THE BIG question this year is whether Podemos will still be able to carry its political impetus through to next November’s elections.

The sudden rise of this political party, which proposes radical changes to almost every Spanish institution, has proved more than just a nuisance to the ruling Popular Party (PP) and opposition PSOE.

Podemos officials, including its leader Pablo Iglesias, have been hitting the Spanish airwaves ever since they surprisingly won a chunk of seats in the European Parliament last year. And their numbers in the polls have been rising.

Yet this far-left group, which has attracted many followers, is still having a difficult time trying to calm the fears of many who believe that Podemos will try to impose a Venezuela-style government in Spain.

And that fear campaign – no doubt launched by the PP and the Socialists – is only just beginning. We have already seen several Podemos members on the defensive after they have been asked about their more-than-average wages, public funded university contracts, and fees as ‘consultants’ to the Venezuelan government.

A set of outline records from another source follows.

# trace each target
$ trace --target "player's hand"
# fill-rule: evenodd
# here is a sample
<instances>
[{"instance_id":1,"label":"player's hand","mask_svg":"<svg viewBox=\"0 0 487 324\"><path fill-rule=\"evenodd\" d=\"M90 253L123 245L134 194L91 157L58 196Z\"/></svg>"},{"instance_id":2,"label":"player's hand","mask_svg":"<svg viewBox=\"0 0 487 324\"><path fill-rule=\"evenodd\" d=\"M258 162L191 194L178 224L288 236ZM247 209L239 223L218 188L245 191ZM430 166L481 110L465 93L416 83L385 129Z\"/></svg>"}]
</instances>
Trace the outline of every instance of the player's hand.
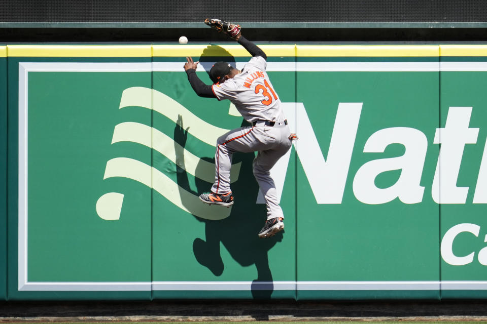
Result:
<instances>
[{"instance_id":1,"label":"player's hand","mask_svg":"<svg viewBox=\"0 0 487 324\"><path fill-rule=\"evenodd\" d=\"M197 62L194 62L193 61L193 59L191 58L191 56L188 56L186 58L186 63L184 63L184 70L187 71L190 69L196 69L196 68L198 67L198 63L199 63L199 61Z\"/></svg>"}]
</instances>

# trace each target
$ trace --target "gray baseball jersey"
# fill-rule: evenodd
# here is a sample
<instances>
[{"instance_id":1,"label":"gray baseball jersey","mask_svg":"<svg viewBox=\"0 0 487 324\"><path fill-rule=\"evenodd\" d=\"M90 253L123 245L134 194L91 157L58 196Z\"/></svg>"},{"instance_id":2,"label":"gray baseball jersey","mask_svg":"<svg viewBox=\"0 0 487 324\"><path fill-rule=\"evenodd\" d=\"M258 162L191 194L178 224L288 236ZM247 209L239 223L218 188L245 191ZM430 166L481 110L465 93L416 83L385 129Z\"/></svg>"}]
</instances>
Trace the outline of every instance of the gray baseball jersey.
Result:
<instances>
[{"instance_id":1,"label":"gray baseball jersey","mask_svg":"<svg viewBox=\"0 0 487 324\"><path fill-rule=\"evenodd\" d=\"M281 122L285 119L281 100L265 72L267 62L255 56L245 65L241 72L212 90L219 100L229 99L246 120Z\"/></svg>"},{"instance_id":2,"label":"gray baseball jersey","mask_svg":"<svg viewBox=\"0 0 487 324\"><path fill-rule=\"evenodd\" d=\"M227 193L234 152L258 152L253 163L254 175L264 195L267 219L283 217L275 185L269 170L291 147L291 132L281 108L281 100L265 72L267 63L261 56L251 59L242 71L222 84L214 85L219 100L229 99L252 126L232 130L218 138L215 160L215 183L212 191ZM275 122L268 126L265 120Z\"/></svg>"}]
</instances>

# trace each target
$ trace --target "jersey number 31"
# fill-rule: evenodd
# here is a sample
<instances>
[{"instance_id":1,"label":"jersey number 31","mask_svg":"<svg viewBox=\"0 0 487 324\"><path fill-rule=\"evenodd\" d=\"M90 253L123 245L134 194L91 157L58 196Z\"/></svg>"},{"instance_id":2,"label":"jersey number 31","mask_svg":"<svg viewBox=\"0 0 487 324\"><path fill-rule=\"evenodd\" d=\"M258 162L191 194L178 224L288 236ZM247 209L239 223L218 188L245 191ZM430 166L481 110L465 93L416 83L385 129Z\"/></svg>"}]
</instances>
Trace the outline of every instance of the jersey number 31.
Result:
<instances>
[{"instance_id":1,"label":"jersey number 31","mask_svg":"<svg viewBox=\"0 0 487 324\"><path fill-rule=\"evenodd\" d=\"M261 101L261 102L262 103L262 104L268 106L272 103L272 97L274 97L274 99L277 100L277 96L276 95L275 93L274 92L272 88L271 88L269 84L267 83L267 80L265 79L264 79L264 84L265 85L265 87L262 85L257 85L255 86L255 93L257 94L259 93L261 93L264 97L264 100ZM270 94L267 91L267 89L272 94L272 97L271 97ZM262 92L261 92L261 91L262 91Z\"/></svg>"}]
</instances>

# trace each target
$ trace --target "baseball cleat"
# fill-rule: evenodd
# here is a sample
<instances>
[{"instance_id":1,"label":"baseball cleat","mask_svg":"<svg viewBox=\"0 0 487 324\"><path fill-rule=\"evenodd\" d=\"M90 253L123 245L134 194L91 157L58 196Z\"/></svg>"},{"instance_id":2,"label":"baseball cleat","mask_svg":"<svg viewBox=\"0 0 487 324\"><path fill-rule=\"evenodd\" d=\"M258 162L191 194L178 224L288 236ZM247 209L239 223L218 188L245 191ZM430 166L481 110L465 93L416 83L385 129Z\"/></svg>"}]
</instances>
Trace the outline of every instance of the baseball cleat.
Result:
<instances>
[{"instance_id":1,"label":"baseball cleat","mask_svg":"<svg viewBox=\"0 0 487 324\"><path fill-rule=\"evenodd\" d=\"M259 232L259 237L261 238L271 237L284 229L284 223L282 217L275 217L268 219L264 227Z\"/></svg>"},{"instance_id":2,"label":"baseball cleat","mask_svg":"<svg viewBox=\"0 0 487 324\"><path fill-rule=\"evenodd\" d=\"M233 205L233 195L232 192L227 193L203 193L199 196L199 199L208 205L221 205L222 206L229 207Z\"/></svg>"}]
</instances>

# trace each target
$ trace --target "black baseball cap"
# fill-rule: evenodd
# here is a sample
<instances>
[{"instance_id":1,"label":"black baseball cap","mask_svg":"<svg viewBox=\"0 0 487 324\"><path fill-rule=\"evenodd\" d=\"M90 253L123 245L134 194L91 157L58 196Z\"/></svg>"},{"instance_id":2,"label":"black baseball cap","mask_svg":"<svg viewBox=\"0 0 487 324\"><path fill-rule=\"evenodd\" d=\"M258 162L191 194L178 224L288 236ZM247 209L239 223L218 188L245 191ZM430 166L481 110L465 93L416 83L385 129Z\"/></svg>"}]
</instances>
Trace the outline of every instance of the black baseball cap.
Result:
<instances>
[{"instance_id":1,"label":"black baseball cap","mask_svg":"<svg viewBox=\"0 0 487 324\"><path fill-rule=\"evenodd\" d=\"M210 70L210 78L212 79L213 83L220 82L231 69L232 66L226 62L217 62L213 64Z\"/></svg>"}]
</instances>

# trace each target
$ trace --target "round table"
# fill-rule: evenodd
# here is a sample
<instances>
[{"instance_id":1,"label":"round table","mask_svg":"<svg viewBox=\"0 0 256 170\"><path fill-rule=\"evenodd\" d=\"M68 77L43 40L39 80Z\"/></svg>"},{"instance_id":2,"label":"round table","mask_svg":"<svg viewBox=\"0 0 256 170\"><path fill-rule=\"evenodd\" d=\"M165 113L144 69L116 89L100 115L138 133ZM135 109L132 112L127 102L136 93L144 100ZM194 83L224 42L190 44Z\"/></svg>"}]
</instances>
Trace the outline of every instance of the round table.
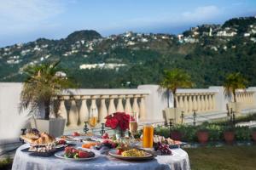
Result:
<instances>
[{"instance_id":1,"label":"round table","mask_svg":"<svg viewBox=\"0 0 256 170\"><path fill-rule=\"evenodd\" d=\"M158 156L154 160L143 162L126 162L114 159L104 155L100 157L84 162L72 162L69 160L60 159L55 156L38 157L29 156L26 152L20 150L27 148L28 144L23 144L16 150L13 162L13 170L65 170L65 169L86 169L86 170L101 170L101 169L116 169L116 170L189 170L190 169L189 156L182 149L172 149L172 156Z\"/></svg>"}]
</instances>

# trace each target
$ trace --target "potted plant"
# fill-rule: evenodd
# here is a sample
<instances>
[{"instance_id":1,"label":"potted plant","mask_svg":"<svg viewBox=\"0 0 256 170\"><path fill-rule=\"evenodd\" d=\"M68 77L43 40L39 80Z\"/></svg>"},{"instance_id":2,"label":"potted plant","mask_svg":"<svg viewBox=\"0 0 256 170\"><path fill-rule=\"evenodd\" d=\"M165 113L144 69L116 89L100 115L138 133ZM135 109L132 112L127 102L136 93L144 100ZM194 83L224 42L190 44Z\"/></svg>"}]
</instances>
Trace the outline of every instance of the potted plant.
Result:
<instances>
[{"instance_id":1,"label":"potted plant","mask_svg":"<svg viewBox=\"0 0 256 170\"><path fill-rule=\"evenodd\" d=\"M200 144L207 144L209 139L208 129L205 126L200 126L196 136Z\"/></svg>"},{"instance_id":2,"label":"potted plant","mask_svg":"<svg viewBox=\"0 0 256 170\"><path fill-rule=\"evenodd\" d=\"M252 139L256 142L256 127L251 128L252 130Z\"/></svg>"},{"instance_id":3,"label":"potted plant","mask_svg":"<svg viewBox=\"0 0 256 170\"><path fill-rule=\"evenodd\" d=\"M235 128L236 140L237 141L250 141L251 133L248 127L236 127Z\"/></svg>"},{"instance_id":4,"label":"potted plant","mask_svg":"<svg viewBox=\"0 0 256 170\"><path fill-rule=\"evenodd\" d=\"M183 133L181 132L180 127L179 126L173 126L171 128L171 133L170 133L171 139L173 140L182 140L183 138Z\"/></svg>"},{"instance_id":5,"label":"potted plant","mask_svg":"<svg viewBox=\"0 0 256 170\"><path fill-rule=\"evenodd\" d=\"M224 138L227 144L233 144L235 139L235 128L232 125L227 125L224 128Z\"/></svg>"},{"instance_id":6,"label":"potted plant","mask_svg":"<svg viewBox=\"0 0 256 170\"><path fill-rule=\"evenodd\" d=\"M240 104L236 103L236 89L245 89L247 81L239 73L231 73L226 76L224 80L224 95L229 99L228 109L233 110L233 111L239 112Z\"/></svg>"},{"instance_id":7,"label":"potted plant","mask_svg":"<svg viewBox=\"0 0 256 170\"><path fill-rule=\"evenodd\" d=\"M160 82L160 88L165 88L166 90L166 94L168 107L168 110L165 110L166 122L169 118L174 118L175 122L179 122L180 115L177 108L176 92L178 88L191 88L193 86L190 76L181 69L165 71L164 77ZM170 108L170 92L172 94L173 108Z\"/></svg>"},{"instance_id":8,"label":"potted plant","mask_svg":"<svg viewBox=\"0 0 256 170\"><path fill-rule=\"evenodd\" d=\"M20 112L29 109L33 117L31 119L32 128L53 136L63 133L66 120L49 117L52 98L65 88L75 87L73 81L58 67L59 63L26 67L24 73L27 78L23 82L20 94Z\"/></svg>"},{"instance_id":9,"label":"potted plant","mask_svg":"<svg viewBox=\"0 0 256 170\"><path fill-rule=\"evenodd\" d=\"M116 139L128 136L130 115L125 112L116 112L105 117L105 126L114 130Z\"/></svg>"}]
</instances>

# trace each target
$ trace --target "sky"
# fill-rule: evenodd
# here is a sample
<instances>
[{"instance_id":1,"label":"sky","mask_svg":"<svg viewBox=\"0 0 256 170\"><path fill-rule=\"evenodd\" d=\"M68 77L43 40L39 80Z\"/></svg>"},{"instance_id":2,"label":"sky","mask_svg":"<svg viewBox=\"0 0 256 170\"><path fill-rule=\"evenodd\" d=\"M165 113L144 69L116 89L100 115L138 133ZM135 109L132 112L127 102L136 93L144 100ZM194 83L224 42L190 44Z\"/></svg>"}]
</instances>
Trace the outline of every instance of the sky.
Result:
<instances>
[{"instance_id":1,"label":"sky","mask_svg":"<svg viewBox=\"0 0 256 170\"><path fill-rule=\"evenodd\" d=\"M0 0L0 47L79 30L181 33L256 14L256 0Z\"/></svg>"}]
</instances>

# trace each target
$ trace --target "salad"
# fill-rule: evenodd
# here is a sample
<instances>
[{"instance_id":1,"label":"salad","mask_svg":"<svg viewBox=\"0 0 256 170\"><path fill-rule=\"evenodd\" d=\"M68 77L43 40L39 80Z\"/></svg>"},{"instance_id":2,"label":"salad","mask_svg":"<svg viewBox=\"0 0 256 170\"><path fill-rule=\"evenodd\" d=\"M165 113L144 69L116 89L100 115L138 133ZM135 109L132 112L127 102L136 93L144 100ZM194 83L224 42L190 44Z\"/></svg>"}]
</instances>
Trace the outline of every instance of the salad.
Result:
<instances>
[{"instance_id":1,"label":"salad","mask_svg":"<svg viewBox=\"0 0 256 170\"><path fill-rule=\"evenodd\" d=\"M73 147L66 147L64 156L67 158L79 159L94 157L95 154L91 151L78 150Z\"/></svg>"}]
</instances>

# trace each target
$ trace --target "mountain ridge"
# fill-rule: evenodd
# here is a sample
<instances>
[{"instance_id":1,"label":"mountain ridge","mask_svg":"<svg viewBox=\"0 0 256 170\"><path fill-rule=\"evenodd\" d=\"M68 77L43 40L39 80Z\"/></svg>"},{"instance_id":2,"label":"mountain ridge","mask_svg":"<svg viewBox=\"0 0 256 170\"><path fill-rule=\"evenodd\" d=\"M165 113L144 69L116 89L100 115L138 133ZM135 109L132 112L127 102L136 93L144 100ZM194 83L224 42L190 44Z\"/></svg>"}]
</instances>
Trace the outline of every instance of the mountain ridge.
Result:
<instances>
[{"instance_id":1,"label":"mountain ridge","mask_svg":"<svg viewBox=\"0 0 256 170\"><path fill-rule=\"evenodd\" d=\"M230 71L245 72L253 80L256 71L249 72L246 66L251 65L248 60L255 60L255 17L201 25L180 35L127 31L104 37L96 31L78 31L59 40L38 38L0 48L0 81L23 81L26 66L61 60L61 66L84 88L158 83L163 70L174 67L189 71L197 87L220 85ZM242 60L245 65L239 63ZM200 71L199 65L209 68ZM152 67L155 72L150 72Z\"/></svg>"}]
</instances>

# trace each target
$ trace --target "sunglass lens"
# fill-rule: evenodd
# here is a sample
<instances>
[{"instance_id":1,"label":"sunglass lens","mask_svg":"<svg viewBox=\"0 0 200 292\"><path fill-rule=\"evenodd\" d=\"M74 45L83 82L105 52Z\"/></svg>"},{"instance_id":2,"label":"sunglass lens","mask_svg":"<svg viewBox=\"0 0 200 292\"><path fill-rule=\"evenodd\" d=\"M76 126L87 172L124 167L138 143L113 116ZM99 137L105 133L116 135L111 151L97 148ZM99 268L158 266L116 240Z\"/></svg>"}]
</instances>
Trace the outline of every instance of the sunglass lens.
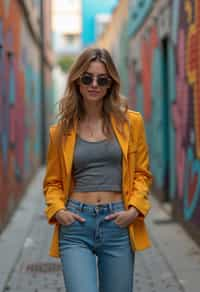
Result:
<instances>
[{"instance_id":1,"label":"sunglass lens","mask_svg":"<svg viewBox=\"0 0 200 292\"><path fill-rule=\"evenodd\" d=\"M109 79L107 77L99 77L97 80L99 86L107 86L109 83Z\"/></svg>"},{"instance_id":2,"label":"sunglass lens","mask_svg":"<svg viewBox=\"0 0 200 292\"><path fill-rule=\"evenodd\" d=\"M89 75L83 75L81 77L81 82L85 85L89 85L92 83L92 76L89 76Z\"/></svg>"}]
</instances>

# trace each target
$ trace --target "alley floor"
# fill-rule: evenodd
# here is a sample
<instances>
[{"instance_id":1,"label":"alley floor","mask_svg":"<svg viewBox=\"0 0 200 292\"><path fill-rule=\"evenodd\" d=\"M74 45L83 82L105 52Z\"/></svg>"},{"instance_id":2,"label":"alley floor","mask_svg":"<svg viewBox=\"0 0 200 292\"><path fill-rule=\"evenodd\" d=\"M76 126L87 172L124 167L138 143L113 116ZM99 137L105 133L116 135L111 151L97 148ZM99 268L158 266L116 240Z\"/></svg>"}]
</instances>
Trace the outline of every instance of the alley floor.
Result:
<instances>
[{"instance_id":1,"label":"alley floor","mask_svg":"<svg viewBox=\"0 0 200 292\"><path fill-rule=\"evenodd\" d=\"M15 215L7 228L10 231L0 236L0 276L4 279L0 292L65 291L60 261L48 256L52 227L43 213L43 174L41 170L31 184L24 199L28 203L17 211L21 215ZM152 197L151 202L147 226L152 248L136 253L134 292L198 292L200 249ZM21 225L20 231L11 232L11 225L16 224ZM8 240L13 242L11 247Z\"/></svg>"}]
</instances>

Iglesias responded by claiming at a rally last year that both major parties are running scared, and he may be right in that sense.

The two-party system has monopolized Spanish politics for more than 35 years, fueling corruption, engaging in questionable power-sharing partnerships at different institutions, and pretty much ignoring calls from citizens to act decisively against corruption.

If the government of Prime Minister Mariano Rajoy intends to stop Podemos’ rise from what is quickly becoming a moribund system, immediate action is needed to improve government and party transparency and to overhaul the country’s archaic judiciary.

The only way Rajoy can achieve this is to ask the Socialists for their help in pushing through these reforms before the elections. There is already talk of a political coalition between the PP and PSOE to stop Podemos.

But with ancient wounds that still need healing inside both organizations, such a move is a recipe for a disastrous short-term government and would only serve to give Podemos more time to convince today’s reluctant voters.


  1. Mooting the idea of a coalition between the PP and PSOE is an admission of the failure of both.
    An admission that there isn’t fag-paper of difference between them. A desperate attempt to cling to power at all costs, in order to continue the entrenched regime of corruption and brown envelopes.
    Podemos CAN be a force for change, Spain has nothing to lose but it’s thieves by giving them a chance.
    Because the two (presently) main parties have nothing new to offer, all they have left is a concerted effort to bad-mouth, denigrate and pour “Commie” scorn on Podemos. They have to be prepared to surf these lies and stick to their principles. If they fail, Spain may as well put it’s head between it’s legs and kiss it’s a*** goodbye.